1965–7, nursing college with a distinctive round lecture theatre faced with concrete. Also known as Princess Alexandra House

Princess Alexandra House, Philpot Street 
Contributed by Survey of London on Feb. 17, 2020

Princess Alexandra House was built in 1965–7 as the Princess Alexandra School of Nursing, to designs by T. P. Bennett & Son, with Faber & Partners, consulting engineers. A playful foil to the height and angular footprint of John Harrison House, it comprises a five-storey rectangular block with a circular lecture theatre encased in a squat brick-built drum, externally faced with concrete. The stark concrete exterior of the projecting lecture theatre contrasts with the administrative appearance of the cuboid block, which has horizontal bands of fenestration separated by dark blue tiles. Each of the principal floors contained teaching spaces and offices arranged around a central corridor. The fourth floor was laid out for a large library with common rooms for students and tutors.

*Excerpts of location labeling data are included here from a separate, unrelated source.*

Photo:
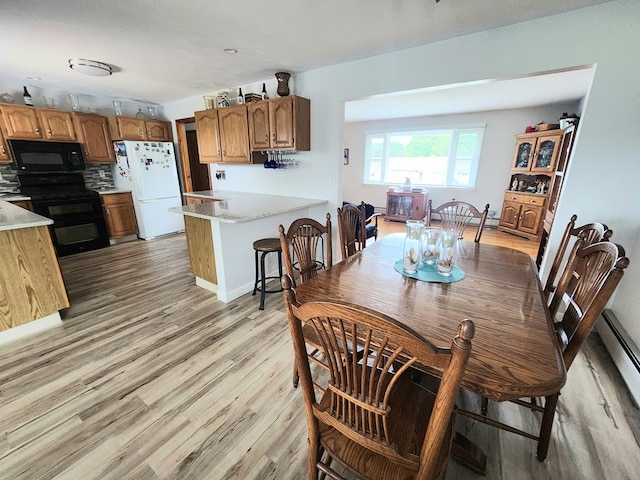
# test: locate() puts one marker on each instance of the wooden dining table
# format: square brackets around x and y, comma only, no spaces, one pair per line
[514,352]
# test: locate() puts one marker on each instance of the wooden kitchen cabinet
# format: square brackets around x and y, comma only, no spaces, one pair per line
[4,150]
[208,134]
[280,124]
[24,122]
[403,206]
[523,214]
[93,133]
[133,128]
[537,152]
[119,214]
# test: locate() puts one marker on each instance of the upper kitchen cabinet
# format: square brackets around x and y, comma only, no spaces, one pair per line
[537,152]
[37,123]
[133,128]
[280,124]
[234,139]
[93,133]
[208,134]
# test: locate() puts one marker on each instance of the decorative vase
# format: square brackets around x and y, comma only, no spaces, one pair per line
[283,83]
[412,246]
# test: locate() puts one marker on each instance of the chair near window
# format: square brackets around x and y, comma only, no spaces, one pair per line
[371,219]
[352,235]
[372,420]
[457,216]
[302,245]
[590,232]
[585,287]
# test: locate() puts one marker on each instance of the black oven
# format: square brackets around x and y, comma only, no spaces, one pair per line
[78,221]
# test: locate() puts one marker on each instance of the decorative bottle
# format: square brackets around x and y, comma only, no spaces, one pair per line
[27,97]
[412,251]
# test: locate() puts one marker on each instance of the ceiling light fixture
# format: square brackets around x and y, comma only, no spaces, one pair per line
[90,67]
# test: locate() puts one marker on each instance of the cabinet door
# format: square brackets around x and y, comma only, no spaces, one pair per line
[57,125]
[530,219]
[259,132]
[208,135]
[158,131]
[130,129]
[510,214]
[234,134]
[93,132]
[4,150]
[119,214]
[21,122]
[546,153]
[282,123]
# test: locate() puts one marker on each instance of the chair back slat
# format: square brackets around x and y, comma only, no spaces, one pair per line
[585,287]
[457,216]
[590,233]
[351,227]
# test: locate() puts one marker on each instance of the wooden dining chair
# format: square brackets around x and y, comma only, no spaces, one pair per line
[372,420]
[585,287]
[353,237]
[304,255]
[457,216]
[302,247]
[590,232]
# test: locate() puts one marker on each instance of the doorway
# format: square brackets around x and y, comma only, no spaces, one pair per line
[195,175]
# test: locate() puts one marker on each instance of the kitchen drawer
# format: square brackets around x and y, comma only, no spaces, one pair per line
[111,198]
[526,199]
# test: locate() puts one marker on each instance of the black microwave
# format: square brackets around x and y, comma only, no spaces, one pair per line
[38,156]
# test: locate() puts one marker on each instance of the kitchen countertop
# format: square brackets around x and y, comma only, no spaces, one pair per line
[236,207]
[13,217]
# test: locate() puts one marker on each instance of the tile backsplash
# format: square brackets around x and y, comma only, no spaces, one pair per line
[96,177]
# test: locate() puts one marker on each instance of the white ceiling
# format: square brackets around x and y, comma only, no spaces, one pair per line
[165,50]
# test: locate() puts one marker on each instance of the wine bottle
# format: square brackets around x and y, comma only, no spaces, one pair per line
[27,96]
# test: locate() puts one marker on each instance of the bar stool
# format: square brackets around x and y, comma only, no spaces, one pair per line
[266,245]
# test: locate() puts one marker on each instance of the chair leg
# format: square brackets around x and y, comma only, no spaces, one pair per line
[263,281]
[255,284]
[547,423]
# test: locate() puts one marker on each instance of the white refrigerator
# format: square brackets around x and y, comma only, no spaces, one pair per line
[149,171]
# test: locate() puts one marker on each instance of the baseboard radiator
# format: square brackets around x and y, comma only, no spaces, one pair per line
[623,350]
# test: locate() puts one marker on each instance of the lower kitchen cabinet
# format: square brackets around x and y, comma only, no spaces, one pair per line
[119,214]
[522,214]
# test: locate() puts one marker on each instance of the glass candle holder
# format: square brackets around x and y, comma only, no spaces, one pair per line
[431,245]
[412,250]
[447,253]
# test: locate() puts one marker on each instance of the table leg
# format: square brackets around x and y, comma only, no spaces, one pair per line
[469,454]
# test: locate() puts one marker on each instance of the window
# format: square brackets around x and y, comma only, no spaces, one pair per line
[443,157]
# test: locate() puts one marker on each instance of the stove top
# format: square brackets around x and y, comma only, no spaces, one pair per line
[47,186]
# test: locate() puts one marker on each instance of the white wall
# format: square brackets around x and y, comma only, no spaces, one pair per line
[495,159]
[603,177]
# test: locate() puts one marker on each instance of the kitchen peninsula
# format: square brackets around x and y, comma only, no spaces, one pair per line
[221,230]
[31,285]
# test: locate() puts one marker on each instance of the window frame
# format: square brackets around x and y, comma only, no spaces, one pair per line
[455,131]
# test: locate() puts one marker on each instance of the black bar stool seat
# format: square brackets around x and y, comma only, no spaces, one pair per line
[266,246]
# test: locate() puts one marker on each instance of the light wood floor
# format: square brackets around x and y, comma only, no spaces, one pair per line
[151,378]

The building continues in use by St Bartholomew School of Nursing and Midwifery, part of the School of Health Sciences at City University since 1995.1

  1. Royal London Hospital Archives, RLHTH/S/10/33; RLHLH/NE/5; RLHLH/P/2/5/13,14,16,20,26,28; RLHLH/P/3/13; RLHLH/P/7/4/10; RLHLH/Z/2 

Recollections of a student nurse at the Princess Alexandra School of Nursing in 1967
Contributed by Amy Spencer, Survey of London on Nov. 24, 2017

The recollections of Anabel Gardiner, a student nurse, on the Princess Alexandra School of Nursing, which was opened by Princess Alexandra in 1967:

The new School of Nursing was most exciting, with its carpeted corridors, large practical rooms set out like wards in the hospital, a well equipped library very comfortable to work in, a lecture theatre, discussion rooms, in fact everything a model school of nursing should have... There were several teething troubles in the early part of our course, with lifts that would insist on going their own way, and smart venetian blinds that became temperamental when handled! ... We were really thrilled with our lovely modern school...1

  1. Anabel Gardiner, quoted by Edith Parker and Sheila Collins in Learning to Care: a History of Nursing and Midwifery Education at the Royal London Hospital, 1740–1993 (Royal London Hospital Archives and Museum, 1998), pp. 82–3.